What the Order Actually Does

The order applies to all city agencies and facilities. Under EO 13, city employees are barred from assisting ICE operations unless a court order compels them to do so. It also directs city departments to sharply limit data sharing with federal immigration authorities — cutting off access to information that ICE has historically used to locate and detain individuals.

The three protected categories — schools, hospitals, and homeless shelters — were chosen deliberately. These are places where vulnerable people seek help regardless of their immigration status. Mayor Mamdani framed the order as a protection for New Yorkers who would otherwise avoid seeking medical care, enrolling their children in school, or accessing emergency services out of fear of deportation.

The Political Collision Course

The order is already drawing fierce backlash from federal officials. The Trump administration has been aggressive in pressuring sanctuary cities, threatening to withhold federal funding and deploying additional enforcement resources in jurisdictions that resist cooperation. New York’s move puts it directly in the crosshairs of that pressure campaign.

Critics argue the order obstructs federal law enforcement and creates an illegal barrier to legitimate immigration enforcement operations. They contend that cities do not have the legal authority to override federal enforcement priorities and that New York is putting itself at serious risk of losing billions in federal funding. Supporters counter that judicial warrants are a constitutional baseline — not a special protection — and that no mayor should need to sign an executive order to enforce the Fourth Amendment.

The Minneapolis Killings Changed the Conversation

The stakes in this debate are not purely political. Earlier this year, federal agents shot and killed two U.S. citizens during immigration enforcement operations in Minneapolis — incidents that intensified the national conversation over how far ICE can go and whether cities have a legal and moral obligation to push back. Mayor Mamdani explicitly cited the need to prevent similar tragedies from occurring in New York City.

The Minneapolis killings marked a turning point for many local officials who had previously taken a softer approach to federal immigration cooperation. For Mamdani — who took office in January 2026 after winning on an explicitly progressive platform — EO 13 is the clearest signal yet that New York intends to use every tool available to limit ICE’s reach within city limits.
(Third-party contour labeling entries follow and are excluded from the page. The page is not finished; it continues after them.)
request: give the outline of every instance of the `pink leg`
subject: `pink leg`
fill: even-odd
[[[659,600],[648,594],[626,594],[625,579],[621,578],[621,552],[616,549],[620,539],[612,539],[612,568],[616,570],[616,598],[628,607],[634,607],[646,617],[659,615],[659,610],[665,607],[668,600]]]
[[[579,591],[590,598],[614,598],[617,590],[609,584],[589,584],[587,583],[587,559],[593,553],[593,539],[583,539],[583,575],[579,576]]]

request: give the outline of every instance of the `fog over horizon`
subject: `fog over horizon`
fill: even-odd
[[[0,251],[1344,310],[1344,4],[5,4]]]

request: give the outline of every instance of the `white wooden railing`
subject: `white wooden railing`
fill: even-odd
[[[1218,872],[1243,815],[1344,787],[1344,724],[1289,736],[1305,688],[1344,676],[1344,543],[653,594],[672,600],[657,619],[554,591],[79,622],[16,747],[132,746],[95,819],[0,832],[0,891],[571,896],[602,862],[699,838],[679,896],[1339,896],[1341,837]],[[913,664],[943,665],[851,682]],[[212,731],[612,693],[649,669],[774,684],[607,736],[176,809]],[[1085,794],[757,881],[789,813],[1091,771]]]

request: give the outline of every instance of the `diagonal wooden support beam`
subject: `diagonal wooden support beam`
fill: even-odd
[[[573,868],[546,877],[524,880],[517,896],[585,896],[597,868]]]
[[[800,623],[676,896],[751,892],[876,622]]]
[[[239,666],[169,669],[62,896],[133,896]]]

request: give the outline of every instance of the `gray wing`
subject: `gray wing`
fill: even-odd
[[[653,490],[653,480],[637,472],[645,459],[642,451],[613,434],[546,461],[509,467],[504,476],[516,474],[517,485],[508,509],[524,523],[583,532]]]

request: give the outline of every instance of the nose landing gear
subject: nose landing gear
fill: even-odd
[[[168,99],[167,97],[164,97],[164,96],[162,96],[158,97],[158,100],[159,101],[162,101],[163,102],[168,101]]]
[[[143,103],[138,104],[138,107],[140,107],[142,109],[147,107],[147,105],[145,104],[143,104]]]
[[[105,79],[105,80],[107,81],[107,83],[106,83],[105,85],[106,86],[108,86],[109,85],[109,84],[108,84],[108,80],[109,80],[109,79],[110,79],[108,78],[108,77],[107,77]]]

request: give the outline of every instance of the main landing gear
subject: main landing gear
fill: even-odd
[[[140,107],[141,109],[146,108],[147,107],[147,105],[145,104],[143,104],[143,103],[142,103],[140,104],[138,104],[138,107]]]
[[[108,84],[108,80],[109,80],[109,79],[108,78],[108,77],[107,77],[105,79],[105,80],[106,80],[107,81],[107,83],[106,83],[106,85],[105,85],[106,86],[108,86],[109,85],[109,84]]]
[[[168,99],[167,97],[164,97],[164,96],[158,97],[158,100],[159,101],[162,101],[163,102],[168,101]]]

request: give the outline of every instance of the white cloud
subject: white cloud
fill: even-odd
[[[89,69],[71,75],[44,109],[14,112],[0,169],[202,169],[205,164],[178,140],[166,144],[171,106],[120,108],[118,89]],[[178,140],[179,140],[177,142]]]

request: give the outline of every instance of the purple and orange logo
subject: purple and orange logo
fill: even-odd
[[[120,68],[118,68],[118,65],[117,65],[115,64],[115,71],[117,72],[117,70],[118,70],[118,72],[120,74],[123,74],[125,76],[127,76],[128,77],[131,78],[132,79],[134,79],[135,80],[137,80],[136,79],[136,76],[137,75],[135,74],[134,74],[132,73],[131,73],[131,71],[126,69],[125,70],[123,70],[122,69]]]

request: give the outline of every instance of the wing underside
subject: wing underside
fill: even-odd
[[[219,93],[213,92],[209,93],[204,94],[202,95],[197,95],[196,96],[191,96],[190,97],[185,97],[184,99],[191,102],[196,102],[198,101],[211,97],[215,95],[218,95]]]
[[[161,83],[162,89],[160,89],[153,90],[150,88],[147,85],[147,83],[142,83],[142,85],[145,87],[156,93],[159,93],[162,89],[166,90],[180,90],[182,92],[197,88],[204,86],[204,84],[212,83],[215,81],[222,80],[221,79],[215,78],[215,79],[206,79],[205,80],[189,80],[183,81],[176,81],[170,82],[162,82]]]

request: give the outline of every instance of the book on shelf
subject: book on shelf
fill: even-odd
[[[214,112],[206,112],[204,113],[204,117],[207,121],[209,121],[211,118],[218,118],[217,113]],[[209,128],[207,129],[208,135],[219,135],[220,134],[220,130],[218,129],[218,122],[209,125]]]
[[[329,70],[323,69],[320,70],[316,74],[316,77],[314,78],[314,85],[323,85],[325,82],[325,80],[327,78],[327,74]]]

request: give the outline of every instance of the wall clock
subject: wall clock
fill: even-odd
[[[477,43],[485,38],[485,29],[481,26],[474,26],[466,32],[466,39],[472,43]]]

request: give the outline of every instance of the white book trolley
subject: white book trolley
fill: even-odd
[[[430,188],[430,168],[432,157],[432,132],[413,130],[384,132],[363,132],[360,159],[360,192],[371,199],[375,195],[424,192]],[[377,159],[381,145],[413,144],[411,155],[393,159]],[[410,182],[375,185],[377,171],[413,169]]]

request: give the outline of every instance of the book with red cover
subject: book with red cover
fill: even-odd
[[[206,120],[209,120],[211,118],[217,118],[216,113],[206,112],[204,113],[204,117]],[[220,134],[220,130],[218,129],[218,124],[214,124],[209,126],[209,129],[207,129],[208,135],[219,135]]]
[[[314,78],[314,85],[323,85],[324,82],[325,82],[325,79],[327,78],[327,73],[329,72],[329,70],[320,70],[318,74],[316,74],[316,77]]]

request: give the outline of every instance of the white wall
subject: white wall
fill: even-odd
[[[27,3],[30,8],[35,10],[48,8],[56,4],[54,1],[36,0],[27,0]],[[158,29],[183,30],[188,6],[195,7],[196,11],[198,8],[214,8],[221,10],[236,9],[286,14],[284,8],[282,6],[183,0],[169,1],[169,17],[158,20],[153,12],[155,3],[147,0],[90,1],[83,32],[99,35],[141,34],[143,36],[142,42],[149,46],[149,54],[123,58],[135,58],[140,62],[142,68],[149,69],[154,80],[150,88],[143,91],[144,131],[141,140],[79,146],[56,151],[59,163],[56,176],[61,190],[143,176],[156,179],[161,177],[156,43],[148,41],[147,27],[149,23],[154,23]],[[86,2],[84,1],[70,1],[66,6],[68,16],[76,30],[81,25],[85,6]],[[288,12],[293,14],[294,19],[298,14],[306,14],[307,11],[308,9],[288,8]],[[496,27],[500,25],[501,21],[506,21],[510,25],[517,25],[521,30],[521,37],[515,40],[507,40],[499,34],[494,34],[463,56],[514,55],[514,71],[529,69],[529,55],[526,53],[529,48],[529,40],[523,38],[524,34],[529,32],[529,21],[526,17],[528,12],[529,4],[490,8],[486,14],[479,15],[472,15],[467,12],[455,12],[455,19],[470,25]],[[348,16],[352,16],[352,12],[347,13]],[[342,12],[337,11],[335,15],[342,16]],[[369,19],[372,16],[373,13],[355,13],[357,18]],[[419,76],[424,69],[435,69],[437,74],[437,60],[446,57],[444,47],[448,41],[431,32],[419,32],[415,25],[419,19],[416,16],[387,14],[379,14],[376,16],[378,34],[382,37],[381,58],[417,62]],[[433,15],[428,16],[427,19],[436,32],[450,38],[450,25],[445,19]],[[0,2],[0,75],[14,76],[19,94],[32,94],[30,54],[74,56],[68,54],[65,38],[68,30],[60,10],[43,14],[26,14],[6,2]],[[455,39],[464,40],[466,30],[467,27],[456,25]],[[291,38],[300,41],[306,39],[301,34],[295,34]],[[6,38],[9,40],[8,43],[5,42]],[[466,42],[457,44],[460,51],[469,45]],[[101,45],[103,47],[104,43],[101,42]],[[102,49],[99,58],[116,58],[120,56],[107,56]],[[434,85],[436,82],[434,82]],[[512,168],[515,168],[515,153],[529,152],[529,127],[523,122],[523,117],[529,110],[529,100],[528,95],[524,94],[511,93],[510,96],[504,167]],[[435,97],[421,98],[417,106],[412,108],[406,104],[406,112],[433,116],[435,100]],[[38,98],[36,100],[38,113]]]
What This Means for New Yorkers

For the estimated 500,000 undocumented immigrants living in New York City, this order has real, immediate consequences. It means a parent can take a sick child to a city hospital without fear that ICE agents are waiting in the lobby. It means a student can go to a public school without worrying about federal enforcement on the grounds. Whether the order survives a legal challenge — and whether the federal government moves to retaliate with funding cuts — is a fight that is just getting started.